Islamist Syrian rebels reportedly seize Scud missiles

Deputy PM says Israel is tracking developments but sees no immediate danger, adds that ‘when we identified a threat, we took action along the border and elsewhere’

File: A screen capture from a video purporting to show the Syrian Army firing a Scud missile (image capture: YouTube)
File: A screen capture from a video purporting to show the Syrian Army firing a Scud missile (image capture: YouTube)

Syrian rebels affiliated with al-Qaeda recently captured a Syrian military depot containing Scud missiles, according to reports in Arab media outlets. The reports differ on whether the site, located in the east of the country, also contained chemical warheads.

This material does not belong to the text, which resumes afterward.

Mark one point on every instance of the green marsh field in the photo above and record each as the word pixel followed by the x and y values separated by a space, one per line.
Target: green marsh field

Lebanese news website Ya Libnan reported Friday that fighters from the Islamist rebel group Jabhat al-Nusra captured the long-range missiles in a military complex in Deir al-Zour.

“What you see here are Syrian long-range missiles that were manufactured in Iraq and brought to Syria. Happily, they are now in our hands,” the rebels said in a video posted on YouTube.

Deputy Prime Minister Moshe Ya’alon said in an interview with Army Radio Sunday that he was familiar with the reports and that Israel is closely tracking developments in Syria, but sees no immediate danger from that front.

“When we identified a threat, we took action along the border and elsewhere,” said Ya’alon, in possible reference to a reported Israeli airstrike on a convoy carrying advanced weapons from Syria to Hezbollah in January.

Israel has yet to officially confirm it carried out the attack, which Syria claimed targettd a chemical weapons research facility.

Scud missiles, originally developed by the USSR, are ground-to-ground missiles with a potential range of hundreds of miles, which are capable of carrying conventional or nonconventional warheads. The transfer of such weapons from the Syrian government to rebel hands, as a result of the Syrian civil war, is a scenario with great potential threat to Israel. In December, US and NATO officials confirmed rebel reports that Syrian forces had fired Scud missiles at rebel areas in the north. That was the last confirmed use of such weapons.

The US State Department in December called Jabhat al-Nusra, literally the assistance front, “an alias for AQI” — al-Qaeda in Iraq — and added it to the US list of foreign terror organizations, freezing all of its assets and rendering it a crime to provide the organization with any and all aid. According to State Department spokesperson Victoria Nuland, the organization, representing 9 percent of the rebel forces in Syria, has carried out 600 strikes since November 2011, including “over 40” suicide bombings and a string of successful guerrilla assaults.

Last week, rebels claimed they had taken control of a nuclear facility in the Deir al-Zour area that was bombed by Israel in 2007.

Syrian President Bashar Assad vowed Sunday to hit back at Israel for its attack on Syrian soil, though he said it might not be an overt counterattack.

“We retaliated in our own way, and only the Israelis know what we mean. Retaliation does not mean missile for missile or bullet for bullet. Our own way does not have to be announced,” he said in an interview with The Sunday Times.

On Saturday, three Syrian mortars landed near Moshav Ramat Magshimim in the southern Golan Heights, causing no injuries or damage.

The incident was the deepest and southernmost penetration of Syrian fire into Israeli territory in years. IDF officials believed it to be a case of errant fire, according to a military spokesman who commented on condition of anonymity.

Israel promptly filed a complaint with the UN observer force stationed on the Israeli-Syrian border.

The UN estimates that nearly 70,000 people have died in the 23-month-long Syrian civil war.